Arizona Republicans hold two-thirds of the seats in both chambers of the Legislature after padding their majorities in 2010 as the party’s wave swept across the nation. But those “supermajorities” that allowed them to vigorously pursue conservative courses on gun rights and other social issues appear to be on the line Nov. 6.
Republicans outnumber Democrats statewide and hold leads in most legislative districts, but this is the first general election using the map of new districts drawn after the 2010 census.
Redistricting left many Republicans unhappy, complaining that the state redistricting commission favored Democrats and stressed creation of competitive districts — ones winnable by either major party — at the expense of other redistricting goals.
The redistricting changes, the growing percentage of registered independents and the higher turnout in a presidential election are creating expectations that more districts are in play and that the Republicans’ 2010 gains were a high tide that will recede in November.
“We’re going to see a shift.
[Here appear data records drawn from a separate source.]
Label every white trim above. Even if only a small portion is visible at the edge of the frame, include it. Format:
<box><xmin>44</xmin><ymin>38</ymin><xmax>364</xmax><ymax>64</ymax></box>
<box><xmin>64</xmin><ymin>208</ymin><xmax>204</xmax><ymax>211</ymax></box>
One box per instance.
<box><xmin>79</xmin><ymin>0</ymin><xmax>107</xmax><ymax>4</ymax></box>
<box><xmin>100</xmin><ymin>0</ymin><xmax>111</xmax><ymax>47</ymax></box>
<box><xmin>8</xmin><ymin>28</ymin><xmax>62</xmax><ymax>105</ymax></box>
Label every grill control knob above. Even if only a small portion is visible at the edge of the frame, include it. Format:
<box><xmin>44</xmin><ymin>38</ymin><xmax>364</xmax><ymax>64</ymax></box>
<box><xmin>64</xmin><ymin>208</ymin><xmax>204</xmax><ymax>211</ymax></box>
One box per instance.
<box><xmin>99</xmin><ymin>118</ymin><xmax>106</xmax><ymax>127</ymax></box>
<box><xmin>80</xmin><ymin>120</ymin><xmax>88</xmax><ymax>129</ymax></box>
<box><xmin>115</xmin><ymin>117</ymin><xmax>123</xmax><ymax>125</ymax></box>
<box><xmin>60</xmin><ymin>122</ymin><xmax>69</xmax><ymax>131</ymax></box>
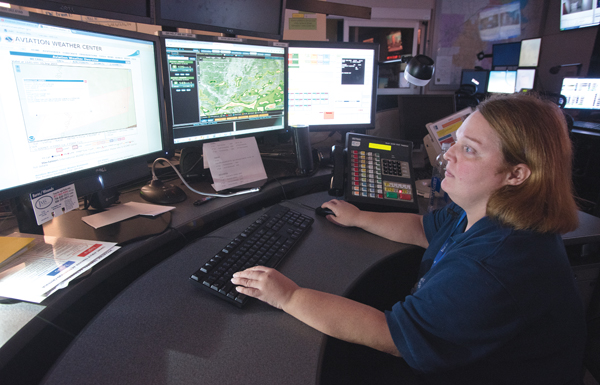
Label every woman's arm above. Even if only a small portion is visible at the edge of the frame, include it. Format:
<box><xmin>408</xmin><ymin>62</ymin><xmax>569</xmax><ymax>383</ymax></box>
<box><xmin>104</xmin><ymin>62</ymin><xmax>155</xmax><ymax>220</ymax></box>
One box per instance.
<box><xmin>321</xmin><ymin>199</ymin><xmax>429</xmax><ymax>248</ymax></box>
<box><xmin>231</xmin><ymin>266</ymin><xmax>400</xmax><ymax>356</ymax></box>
They will no longer have a supermajority,” said Mike Gardner, a Republican lobbyist and former legislator. “It will have a major impact on the types of policies that this Legislature will pass.”
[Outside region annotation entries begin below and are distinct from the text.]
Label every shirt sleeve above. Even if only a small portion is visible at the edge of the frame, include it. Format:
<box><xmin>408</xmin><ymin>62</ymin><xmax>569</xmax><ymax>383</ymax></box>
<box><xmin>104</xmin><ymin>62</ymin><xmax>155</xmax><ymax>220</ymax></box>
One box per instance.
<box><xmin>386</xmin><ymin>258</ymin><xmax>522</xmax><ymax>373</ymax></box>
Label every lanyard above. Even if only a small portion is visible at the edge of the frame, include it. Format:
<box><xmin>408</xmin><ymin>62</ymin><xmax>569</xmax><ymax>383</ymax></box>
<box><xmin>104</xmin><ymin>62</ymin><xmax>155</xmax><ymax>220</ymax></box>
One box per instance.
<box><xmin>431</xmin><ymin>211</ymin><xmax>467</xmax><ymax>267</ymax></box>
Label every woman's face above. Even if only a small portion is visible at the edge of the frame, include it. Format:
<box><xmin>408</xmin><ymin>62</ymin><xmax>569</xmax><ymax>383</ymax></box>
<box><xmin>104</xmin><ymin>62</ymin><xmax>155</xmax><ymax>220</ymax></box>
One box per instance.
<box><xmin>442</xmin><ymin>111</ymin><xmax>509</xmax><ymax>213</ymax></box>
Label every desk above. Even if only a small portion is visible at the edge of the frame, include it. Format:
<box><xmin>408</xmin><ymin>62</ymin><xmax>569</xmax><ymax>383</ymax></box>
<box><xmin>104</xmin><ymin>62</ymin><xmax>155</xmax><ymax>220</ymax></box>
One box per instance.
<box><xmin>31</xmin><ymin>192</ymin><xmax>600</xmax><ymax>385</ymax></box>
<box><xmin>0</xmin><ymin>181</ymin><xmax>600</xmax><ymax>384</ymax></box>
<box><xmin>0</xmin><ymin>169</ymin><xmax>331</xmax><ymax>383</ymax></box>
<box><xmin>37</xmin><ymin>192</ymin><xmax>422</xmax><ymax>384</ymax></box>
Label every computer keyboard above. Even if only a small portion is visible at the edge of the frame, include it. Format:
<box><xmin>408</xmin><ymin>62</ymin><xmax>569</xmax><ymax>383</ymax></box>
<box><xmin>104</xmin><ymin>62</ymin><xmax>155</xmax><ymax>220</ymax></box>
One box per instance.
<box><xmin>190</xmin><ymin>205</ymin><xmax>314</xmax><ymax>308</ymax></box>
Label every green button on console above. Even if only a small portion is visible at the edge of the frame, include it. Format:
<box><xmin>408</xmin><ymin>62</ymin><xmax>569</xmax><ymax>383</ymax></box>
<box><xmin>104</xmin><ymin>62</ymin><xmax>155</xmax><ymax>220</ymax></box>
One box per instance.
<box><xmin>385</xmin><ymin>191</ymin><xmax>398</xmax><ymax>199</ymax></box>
In Arizona, a party must hold two-thirds of the seats in a chamber to have a supermajority. That’s the threshold required for veto overrides, but more routinely it enables a chamber’s majority to take an aggressive policy course even if a few of its own members balk.
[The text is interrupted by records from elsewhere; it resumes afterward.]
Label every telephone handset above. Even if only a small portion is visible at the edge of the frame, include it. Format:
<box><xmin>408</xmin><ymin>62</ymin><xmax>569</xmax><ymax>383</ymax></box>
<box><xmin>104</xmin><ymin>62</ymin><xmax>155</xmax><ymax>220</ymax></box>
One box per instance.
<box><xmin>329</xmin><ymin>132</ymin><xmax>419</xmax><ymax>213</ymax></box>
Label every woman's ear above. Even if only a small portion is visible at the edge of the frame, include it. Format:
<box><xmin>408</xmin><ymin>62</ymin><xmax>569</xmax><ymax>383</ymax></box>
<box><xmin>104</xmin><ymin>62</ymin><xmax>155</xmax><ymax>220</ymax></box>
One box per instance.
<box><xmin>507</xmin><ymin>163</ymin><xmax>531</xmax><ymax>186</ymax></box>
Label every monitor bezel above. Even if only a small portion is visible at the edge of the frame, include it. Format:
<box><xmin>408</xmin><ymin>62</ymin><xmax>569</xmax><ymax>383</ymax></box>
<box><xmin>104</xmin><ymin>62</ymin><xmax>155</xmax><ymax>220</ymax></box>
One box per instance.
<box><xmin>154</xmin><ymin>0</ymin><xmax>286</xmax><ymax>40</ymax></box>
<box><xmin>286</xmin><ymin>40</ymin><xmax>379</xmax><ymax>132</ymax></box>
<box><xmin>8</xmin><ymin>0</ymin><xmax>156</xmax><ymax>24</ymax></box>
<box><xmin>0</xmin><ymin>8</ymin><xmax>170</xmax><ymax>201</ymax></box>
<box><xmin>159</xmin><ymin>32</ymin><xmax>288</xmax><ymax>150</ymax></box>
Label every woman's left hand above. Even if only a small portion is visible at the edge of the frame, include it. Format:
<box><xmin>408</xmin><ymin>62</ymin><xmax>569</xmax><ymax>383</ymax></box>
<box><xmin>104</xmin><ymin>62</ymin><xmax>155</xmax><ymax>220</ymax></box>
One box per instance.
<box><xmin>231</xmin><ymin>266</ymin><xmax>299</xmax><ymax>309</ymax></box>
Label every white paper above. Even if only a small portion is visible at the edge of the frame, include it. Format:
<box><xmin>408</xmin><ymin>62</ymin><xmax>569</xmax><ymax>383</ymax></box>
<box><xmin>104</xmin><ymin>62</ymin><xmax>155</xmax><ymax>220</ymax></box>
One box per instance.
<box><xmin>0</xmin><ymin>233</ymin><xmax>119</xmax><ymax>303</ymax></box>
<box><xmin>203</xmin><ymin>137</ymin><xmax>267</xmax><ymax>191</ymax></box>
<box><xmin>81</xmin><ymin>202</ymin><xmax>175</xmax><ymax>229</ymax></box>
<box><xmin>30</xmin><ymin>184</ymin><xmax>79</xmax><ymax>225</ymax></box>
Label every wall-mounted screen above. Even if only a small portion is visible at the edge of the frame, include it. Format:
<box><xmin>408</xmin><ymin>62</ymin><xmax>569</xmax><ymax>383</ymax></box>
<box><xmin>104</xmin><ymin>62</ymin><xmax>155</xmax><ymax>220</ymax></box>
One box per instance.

In recent years, Republicans in the state Legislature used that power to pursue conservative legislation on social issues ranging from gun rights to school choice while championing a small-government philosophy on regulatory matters and social services and pushing for tax cuts for business.
Except when Democrat Janet Napolitano was governor, Democratic lawmakers have had little say on contentious issues— usually finding themselves on the winning side only when their positions lined up with those of moderate Republicans.
Governors from both parties have used their veto stamps and other powers to sometimes hold lawmakers in check, particularly during the six years before Napolitano departed in 2009 to become U.S. Homeland Security secretary. However, current Gov. Jan Brewer more often than not finds herself in ideological sync with her fellow Republicans.
While the GOP’s 40-seat majority in the 60-member House is expected to shrink a bit, most attention is focused on the 30-member Senate. Republicans picked up four additional Senate seats in 2010 and now hold 21 seats, a record high.
But even if Republicans retain control of the Senate, the loss of four or five seats would give disproportionate clout to GOP moderates, said Sen. Steve Gallardo, a Phoenix Democrat.
“They definitely have to stick together to get anything out of the state Senate. If one or two decides to flee from the bloc on critical bills, that changes the whole ballgame,” Gallardo said. “The day of this tea party agenda is over.”
Republicans’ talking points in this year’s legislative races include boasting of the state’s return to fiscal stability and efforts to stimulate the economy.
Meanwhile, Democrats point to budget cuts in education funding and accuse Republicans of waging “extremist” policies against women on contraception and abortion.
“The Democrats’ goal in this election is to make the Republican Party look as extreme as possible because that tends to turn off registered independents,” said Chris Herstam, a political analyst and former Republican legislator.
Republicans have controlled both chambers of the Legislature since the early 1990s, except for a 15-15 split in the Senate in the 2001-2002 session.
To produce another Senate split like that, Democrats would have to overcome sizable GOP registration margins in several districts and sweep virtually all the races considered up for grabs.
“That’s what is going to tilt the Legislature — those competitive seats,” Gallardo said.
As in 2010, national politics could again have an impact on legislative races, said Kristin Borns, a former Arizona State University policy analyst and registered independent who worked in Napolitano’s administration.
Some candidates “are hooking onto the presidential election and some of our congressional races,” while the higher voter turnout for a presidential election also is a factor, Borns said. “It’s a national election year.”